Sky gave him the team’s reins for the Belgian monument after a spring classics campaign that already includes an E3 Harelbeke win and a third-place result in Gent-Wevelgem.
Thomas will have the support of teammate Bradley Wiggins, in his last races with Sky, and Omloop Het Nieuwsblad winner Ian Stannard.
The leadership role comes after years of racing on the track, helping in the Tour de France, and developing in the cobbled classics.
“I have experience,” Thomas said. “I’m really taking it serious now like I did when I was on the track.”
Thomas rode in the four-man pursuit team with Wiggins to win the Olympic gold medal at the 2008 Beijing Olympics. Afterwards he raced on the road with Barloworld and jumped over to Sky when it debuted in 2010. He has helped Sky’s classic riders like Juan Antonio Flecha and grand tour stars like Wiggins and Chris Froome, but he always kept one foot in the velodrome. That changed after the 2012 London Olympics, when Thomas began dedicating 100 percent of his time to the road.

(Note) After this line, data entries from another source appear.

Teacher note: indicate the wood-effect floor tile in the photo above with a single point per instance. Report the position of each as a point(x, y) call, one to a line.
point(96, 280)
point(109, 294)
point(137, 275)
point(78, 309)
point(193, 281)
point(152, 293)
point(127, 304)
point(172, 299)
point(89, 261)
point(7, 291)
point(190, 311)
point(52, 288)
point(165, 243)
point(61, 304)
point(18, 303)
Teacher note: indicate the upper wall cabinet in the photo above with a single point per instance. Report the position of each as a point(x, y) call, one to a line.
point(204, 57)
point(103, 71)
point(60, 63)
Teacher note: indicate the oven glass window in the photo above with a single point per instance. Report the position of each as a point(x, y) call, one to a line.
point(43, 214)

“I said to him in Paris-Nice, I’ve never seen him like that before. He’s normally a bit away with the fairies, but he was paying attention to his food and his mindset,” Wiggins said.
“He’s spent quite a few years racing for other people, being the strongman and being praised as the super domestique, but now he’s getting the opportunity and position where he has the confidence to ride at the front.
“He’s up there with guys like [Fabian] Cancellara now. He’s nearly 30 and he’s realized that these are the years to win one of these things.”
“The main thing was focusing on the road solely, not the track,” Thomas added.
“I worked on my weight and knuckled down. In the past, I didn’t care. The weight didn’t matter on the track.
“I was always focused, but I guess I wasn’t the leader and the road was more a tool for the track. I still loved racing my bike on the road, I dreamed of that, but the track was always in the background. That changed starting with 2013.”
Thomas began winning more on the road, but suffered from crashes in the last two editions of Flanders. In 2015, though, it is coming together perfectly.
He won E3 Harelbeke and he impressed enough in Milano-Sanremo and Gent-Wevelgem to convince many that he could have won those races as well if he would have had more luck.
After a wind gust blew him off the road during Gent-Wevelgem and caused a crash, he managed to return to the lead group. Only Italian Luca Paolini (Katusha) slipped clear. Thomas chased with Dutchman Niki Terpstra (Etixx-Quick-Step) in Gent-Wevelgem and placed third.
The results last week made him one of the favorites for the Ronde van Vlaanderen, the second monument of the season after Milano-Sanremo. Only Belgian Sep Vanmarcke (LottoNL-Jumbo) has equal odds of winning heading into the race.
The race ends with two visits up the cobbled Kwaremont and Paterberg climbs. Wiggins said in an ideal world he would drive the pace up the Kwaremont climb, peel off, and leave “G” to ride solo over the Paterberg and onto the finish in Oudenaarde.
A Thomas win Sunday would be historic for British cycling, as the last Brit to do so was Tom Simpson in 1961.
Wiggins joked that if Thomas wins, the pair would skip Paris-Roubaix and drink the magnum-sized bottles of Kwaremont beers they already received as race winnings.
“I don’t know if we’d be at Roubaix!” Wiggins said.
“We have those bottles over there and we’d send the B team to Roubaix.”